I didn’t know what to answer. Was her geography really so bad? Or was Alabama as hard to get to as Africa for her? Or was she making fun of me?

The back door of her house banged and her son, Prince, bounced out. He ran towards us, stopped even with his mother. He did not go beyond her which would have brought him closer to me. “Hi! Where you been?”

“Where have you been!” corrected his mother. “You are going to school to learn grammar! You will speak proper English! None of this street talk!” Her six year old daughter came out carrying a child’s purse. She stood next to her mother and raised the purse toward me.

“It’s my birthday and this is my present.” She opened it and brought out a lipstick. “And this is my lipstick. It’s brown because I am brown and brown is beautiful.” She smiled coquettishly. I nodded and smiled back at her. I missed these kids and their childish ways.

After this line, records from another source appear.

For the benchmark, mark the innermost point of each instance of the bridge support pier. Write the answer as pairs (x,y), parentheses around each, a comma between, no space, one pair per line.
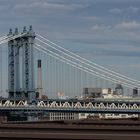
(20,66)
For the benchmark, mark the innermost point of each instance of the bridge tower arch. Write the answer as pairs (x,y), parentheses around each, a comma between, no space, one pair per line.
(20,65)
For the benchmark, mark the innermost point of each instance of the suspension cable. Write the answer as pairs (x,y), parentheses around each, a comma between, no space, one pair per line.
(88,60)
(92,66)
(81,67)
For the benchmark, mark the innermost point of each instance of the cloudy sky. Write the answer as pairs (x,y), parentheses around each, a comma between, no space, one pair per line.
(104,31)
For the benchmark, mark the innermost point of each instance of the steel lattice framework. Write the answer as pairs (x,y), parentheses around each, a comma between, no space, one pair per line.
(18,89)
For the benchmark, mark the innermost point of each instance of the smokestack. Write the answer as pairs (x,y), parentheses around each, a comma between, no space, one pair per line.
(39,79)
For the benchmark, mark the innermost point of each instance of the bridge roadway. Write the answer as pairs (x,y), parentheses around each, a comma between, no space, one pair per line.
(128,106)
(70,131)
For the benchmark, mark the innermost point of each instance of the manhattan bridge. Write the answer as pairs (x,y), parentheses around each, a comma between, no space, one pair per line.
(59,72)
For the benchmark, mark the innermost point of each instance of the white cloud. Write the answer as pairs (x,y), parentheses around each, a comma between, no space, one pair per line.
(133,25)
(100,27)
(49,6)
(130,9)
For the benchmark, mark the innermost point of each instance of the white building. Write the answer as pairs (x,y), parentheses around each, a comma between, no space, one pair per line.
(62,116)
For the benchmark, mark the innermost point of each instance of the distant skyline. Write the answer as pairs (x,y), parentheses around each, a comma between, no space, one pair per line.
(104,31)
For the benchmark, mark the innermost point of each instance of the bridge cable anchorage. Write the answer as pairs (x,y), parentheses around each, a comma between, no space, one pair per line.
(135,84)
(90,62)
(80,67)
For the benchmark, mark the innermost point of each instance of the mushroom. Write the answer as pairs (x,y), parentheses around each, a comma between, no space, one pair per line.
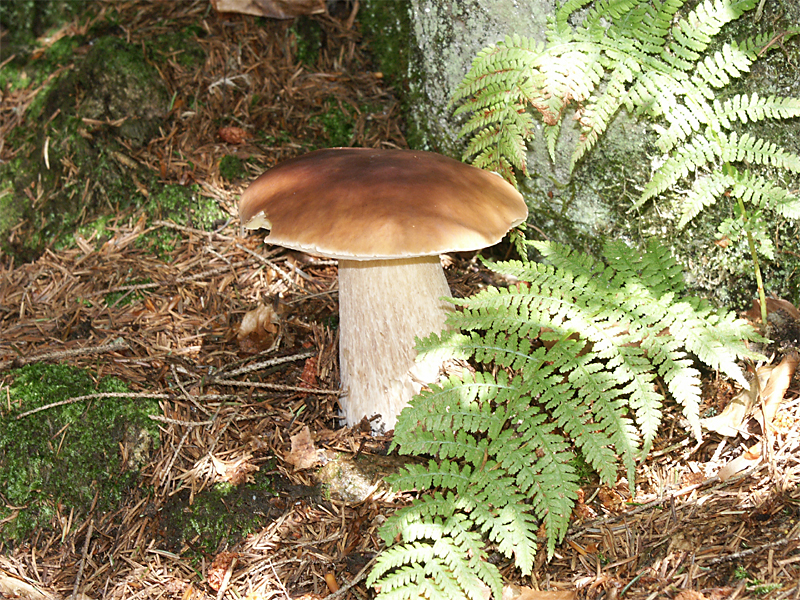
(386,215)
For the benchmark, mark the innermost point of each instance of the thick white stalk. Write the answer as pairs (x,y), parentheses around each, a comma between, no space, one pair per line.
(383,306)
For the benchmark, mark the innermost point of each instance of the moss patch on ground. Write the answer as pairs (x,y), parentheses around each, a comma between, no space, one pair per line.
(67,457)
(218,517)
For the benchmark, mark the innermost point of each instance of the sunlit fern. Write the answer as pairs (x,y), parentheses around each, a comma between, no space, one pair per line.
(569,357)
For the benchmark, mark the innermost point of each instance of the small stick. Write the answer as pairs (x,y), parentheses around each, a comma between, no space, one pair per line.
(269,363)
(83,559)
(359,576)
(93,397)
(59,354)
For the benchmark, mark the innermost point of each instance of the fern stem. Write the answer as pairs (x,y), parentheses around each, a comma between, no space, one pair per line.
(762,298)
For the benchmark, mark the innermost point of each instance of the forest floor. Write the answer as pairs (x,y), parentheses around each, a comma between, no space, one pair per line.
(232,401)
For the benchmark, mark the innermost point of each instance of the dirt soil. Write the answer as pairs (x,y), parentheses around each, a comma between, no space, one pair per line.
(232,403)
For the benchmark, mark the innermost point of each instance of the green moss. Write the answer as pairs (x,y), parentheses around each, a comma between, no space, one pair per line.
(307,35)
(231,167)
(218,518)
(25,20)
(337,125)
(183,205)
(67,455)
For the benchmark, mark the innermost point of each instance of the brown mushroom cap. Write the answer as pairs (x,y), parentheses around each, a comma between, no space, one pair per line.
(361,204)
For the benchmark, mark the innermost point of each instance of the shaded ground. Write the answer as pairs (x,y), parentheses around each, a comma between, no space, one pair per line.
(170,325)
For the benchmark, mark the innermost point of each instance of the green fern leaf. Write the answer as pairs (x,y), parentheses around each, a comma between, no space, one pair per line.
(696,153)
(705,192)
(764,193)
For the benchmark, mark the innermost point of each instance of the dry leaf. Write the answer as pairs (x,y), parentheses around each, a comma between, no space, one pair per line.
(730,421)
(274,9)
(17,588)
(515,592)
(772,396)
(258,329)
(775,389)
(690,595)
(233,135)
(219,568)
(303,453)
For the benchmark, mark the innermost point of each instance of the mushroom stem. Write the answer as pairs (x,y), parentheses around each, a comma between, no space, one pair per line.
(383,306)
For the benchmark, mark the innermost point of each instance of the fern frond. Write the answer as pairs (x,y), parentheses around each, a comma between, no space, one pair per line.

“One got a birthday, another one dyin’. My aunt in Alabama is dyin’,” said Martha. “She was as close to a mother I had, though I hardly lived with her. I’m trying to go there, my kids never met her. If I had a car we’d just go, we’d be outa here.”

There was a pulse in the ground, a tremble, a heavy, dominating throb: a car stereo playing rap. A rhythmic bass announced an approaching snake. It was an anaconda. It was a blood sucker, a monster, it was a man. It was Darius Jefferson in his wannabe O.J. Simpson white Ford Bronco, Darius Jefferson, the maybe descendent of Thomas and Sally, Darius Jefferson the drug dealer who had won the turf battle for Thomas avenue.

He crawled down the street real slow, savoring his power; no, he glided, he oozed, he rode high in his chariot like a god.

He stopped in front of Martha’s house, a window descended silently, his voice, low and confident said, “You ‘member what I said, now.” He leaned forward slightly, his eyes hit mine, he sat back, the window ascended, the car moved on slowly. I watched him reach up, touch the rear view mirror, adjust the angle to catch us in it, a finger jab against the mirror, a warning. He crawled away, a wraith watching us, watching Martha and her children until he turned the corner.

I turned back to them. They were no longer brown and beautiful; they were gray and ashen.

“Darius, he got a good car,” said Prince.

“You go to school, you’ll have a better car!” shouted Martha. “Now, get in the house! You have got homework to do!” The three of them disappeared into their house.

I held onto middle class by my fingernails, but with the grace of god and my parents and my white skin and my college education, I held on. Martha had never been there, was trying to get there, would never make it.

Everyone has a fate that is hard to accept. I had mine, she had hers. Hers scared the wits out of me.